An Ogden taxpayer and the Wisconsin-based Freedom From Religion Foundation sued the city over the stone monolith last year, arguing its placement on public property violates the Constitution. They demanded its removal.

Another suit was filed by the Summum, an alternative religion founded in Salt Lake City. The Summum seeks to be allowed to place a monument explaining its principles alongside the Ten Commandments monument.

U.S. District Judge Bruce Jenkins consolidated the two suits on April 12, and said he would hear the Summum's request for a preliminary injunction on June 29. The Summum wants a court order allowing its proposed monument to stand on the municipal grounds while the litigation is pending.

Lawyers asked Jenkins on April 12 to either dismiss the litigation or rule in favor of the plaintiffs. Jenkins declined to do either, asking for more facts about the monument.

It was erected on the grounds in the 1960s after it was donated to the city by the Fraternal Order of the Eagles.

The lawsuits over the Ogden monument are aimed at clarifying the law, still unclear after repeated litigation over a similar monument that formerly stood before a Salt Lake City courthouse.

The 10th U.S. Circuit Court of Appeals upheld the placement of the Salt Lake City monument in 1973. It rejected arguments that the monument was a violation of the Constitution's establishment clause, which bans government from favoring one religion, or non-religion, over others. The monument was "primarily secular," the appellate court said.

The Summum filed a new lawsuit over the monument in 1994, citing changes in case law.
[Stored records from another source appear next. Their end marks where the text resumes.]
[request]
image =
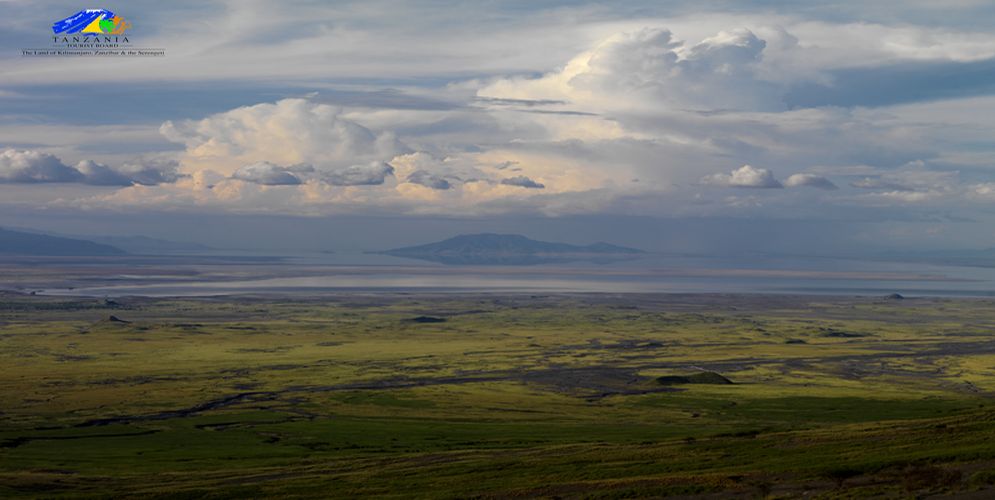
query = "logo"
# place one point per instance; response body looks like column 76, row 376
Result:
column 91, row 22
column 92, row 33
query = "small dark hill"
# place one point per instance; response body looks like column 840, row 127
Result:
column 427, row 319
column 697, row 378
column 19, row 243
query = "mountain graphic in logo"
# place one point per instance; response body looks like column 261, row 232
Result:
column 91, row 21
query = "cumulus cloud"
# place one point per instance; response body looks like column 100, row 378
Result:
column 810, row 180
column 101, row 175
column 429, row 180
column 914, row 176
column 651, row 68
column 151, row 171
column 267, row 174
column 30, row 167
column 745, row 177
column 35, row 167
column 522, row 181
column 287, row 132
column 370, row 174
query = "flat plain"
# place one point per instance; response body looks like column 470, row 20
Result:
column 497, row 396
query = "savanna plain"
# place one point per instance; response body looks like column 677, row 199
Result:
column 497, row 396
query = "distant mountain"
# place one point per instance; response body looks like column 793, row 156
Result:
column 20, row 243
column 511, row 249
column 144, row 245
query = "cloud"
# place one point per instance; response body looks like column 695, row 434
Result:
column 101, row 175
column 31, row 167
column 428, row 179
column 370, row 174
column 810, row 180
column 913, row 176
column 744, row 177
column 151, row 171
column 34, row 167
column 287, row 132
column 650, row 68
column 267, row 174
column 522, row 181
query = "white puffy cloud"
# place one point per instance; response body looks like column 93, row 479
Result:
column 810, row 180
column 31, row 167
column 428, row 179
column 101, row 175
column 34, row 167
column 650, row 69
column 289, row 131
column 150, row 171
column 745, row 177
column 522, row 181
column 267, row 174
column 369, row 174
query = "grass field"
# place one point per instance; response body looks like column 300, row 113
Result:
column 574, row 396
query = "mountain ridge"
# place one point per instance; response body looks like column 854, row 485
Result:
column 495, row 248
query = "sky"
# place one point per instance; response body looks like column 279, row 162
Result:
column 844, row 127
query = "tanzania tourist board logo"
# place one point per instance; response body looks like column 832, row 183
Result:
column 94, row 33
column 92, row 21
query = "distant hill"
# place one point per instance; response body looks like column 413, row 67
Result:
column 510, row 249
column 143, row 245
column 20, row 243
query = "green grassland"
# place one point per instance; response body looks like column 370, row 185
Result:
column 571, row 396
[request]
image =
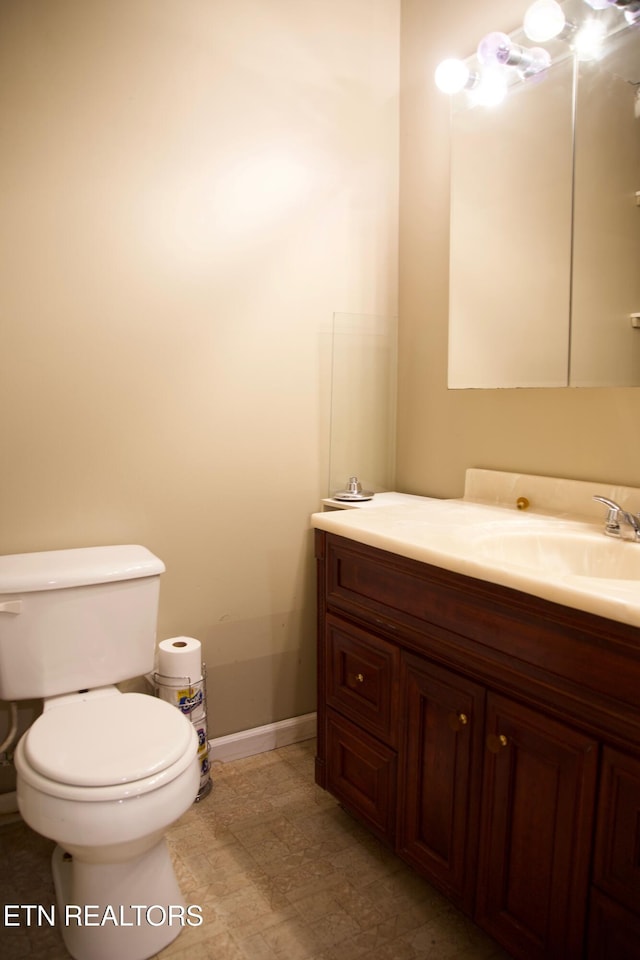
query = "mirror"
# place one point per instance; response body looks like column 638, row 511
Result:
column 545, row 226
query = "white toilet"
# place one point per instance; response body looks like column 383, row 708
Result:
column 102, row 773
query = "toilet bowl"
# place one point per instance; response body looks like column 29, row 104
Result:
column 104, row 773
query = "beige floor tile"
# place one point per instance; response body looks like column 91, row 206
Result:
column 281, row 873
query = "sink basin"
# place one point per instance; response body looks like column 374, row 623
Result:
column 563, row 553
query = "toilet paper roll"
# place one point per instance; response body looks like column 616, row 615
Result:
column 180, row 657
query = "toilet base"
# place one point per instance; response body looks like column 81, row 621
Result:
column 128, row 911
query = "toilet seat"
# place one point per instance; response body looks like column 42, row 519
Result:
column 107, row 748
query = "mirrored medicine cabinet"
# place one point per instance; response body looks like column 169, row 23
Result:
column 545, row 225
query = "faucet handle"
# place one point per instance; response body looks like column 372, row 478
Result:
column 612, row 523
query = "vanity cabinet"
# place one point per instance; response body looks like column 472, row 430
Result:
column 615, row 924
column 492, row 739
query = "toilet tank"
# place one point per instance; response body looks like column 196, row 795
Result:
column 76, row 619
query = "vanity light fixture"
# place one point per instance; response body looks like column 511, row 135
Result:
column 499, row 58
column 498, row 48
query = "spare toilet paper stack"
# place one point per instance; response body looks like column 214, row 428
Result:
column 181, row 680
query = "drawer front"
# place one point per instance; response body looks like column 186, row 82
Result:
column 617, row 860
column 362, row 678
column 361, row 773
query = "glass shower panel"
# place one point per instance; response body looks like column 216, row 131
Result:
column 363, row 401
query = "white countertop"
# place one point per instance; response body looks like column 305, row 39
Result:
column 451, row 533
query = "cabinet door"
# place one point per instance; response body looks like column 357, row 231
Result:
column 536, row 825
column 440, row 777
column 617, row 860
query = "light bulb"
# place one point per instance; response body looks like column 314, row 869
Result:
column 544, row 20
column 451, row 76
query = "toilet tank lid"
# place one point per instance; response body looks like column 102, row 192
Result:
column 56, row 569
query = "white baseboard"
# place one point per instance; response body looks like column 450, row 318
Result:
column 246, row 743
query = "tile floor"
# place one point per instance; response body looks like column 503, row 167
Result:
column 281, row 873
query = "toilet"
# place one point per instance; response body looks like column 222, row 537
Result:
column 103, row 773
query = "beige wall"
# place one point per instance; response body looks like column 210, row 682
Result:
column 189, row 191
column 587, row 434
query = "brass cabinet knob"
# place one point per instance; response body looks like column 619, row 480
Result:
column 458, row 720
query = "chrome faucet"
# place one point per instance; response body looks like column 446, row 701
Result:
column 618, row 520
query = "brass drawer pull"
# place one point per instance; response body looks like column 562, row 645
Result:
column 458, row 720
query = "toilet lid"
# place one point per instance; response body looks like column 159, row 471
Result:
column 108, row 740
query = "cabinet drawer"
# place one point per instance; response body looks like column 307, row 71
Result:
column 362, row 775
column 617, row 859
column 362, row 678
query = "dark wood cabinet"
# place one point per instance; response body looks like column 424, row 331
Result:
column 440, row 776
column 493, row 739
column 537, row 815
In a ruling in the Summum's case, the Denver appellate judges questioned — but did not overrule — the 1973 decision.

The appellate court sent the case back to a federal trial judge for further hearings, but it was settled earlier this month when Salt Lake County agreed to pay the Summum $56,000. The monument has been removed.

The Denver appellate judges have "strongly suggested" the 1973 decision is no longer valid, argues attorney Brian Barnard, who represents the plaintiffs in both Ogden lawsuits.

Defense attorney Richard Van Wagoner, representing the city, contends the 1973 decision is correct and that Ogden's case for keeping the monument is stronger than Salt Lake's was.

In Ogden, the Ten Commandments monument stands with other markers commemorating area trappers and settlers, officers slain in the line of duty and Ogden's sister city.

Any religious overtones of the Ten Commandments are "neutralized" by the historical monuments, Van Wagoner argues.

Barnard says that the Ten Commandments have no link to Ogden's history. Moses did not receive the commandments on top of Ben Lomond Peak, he said.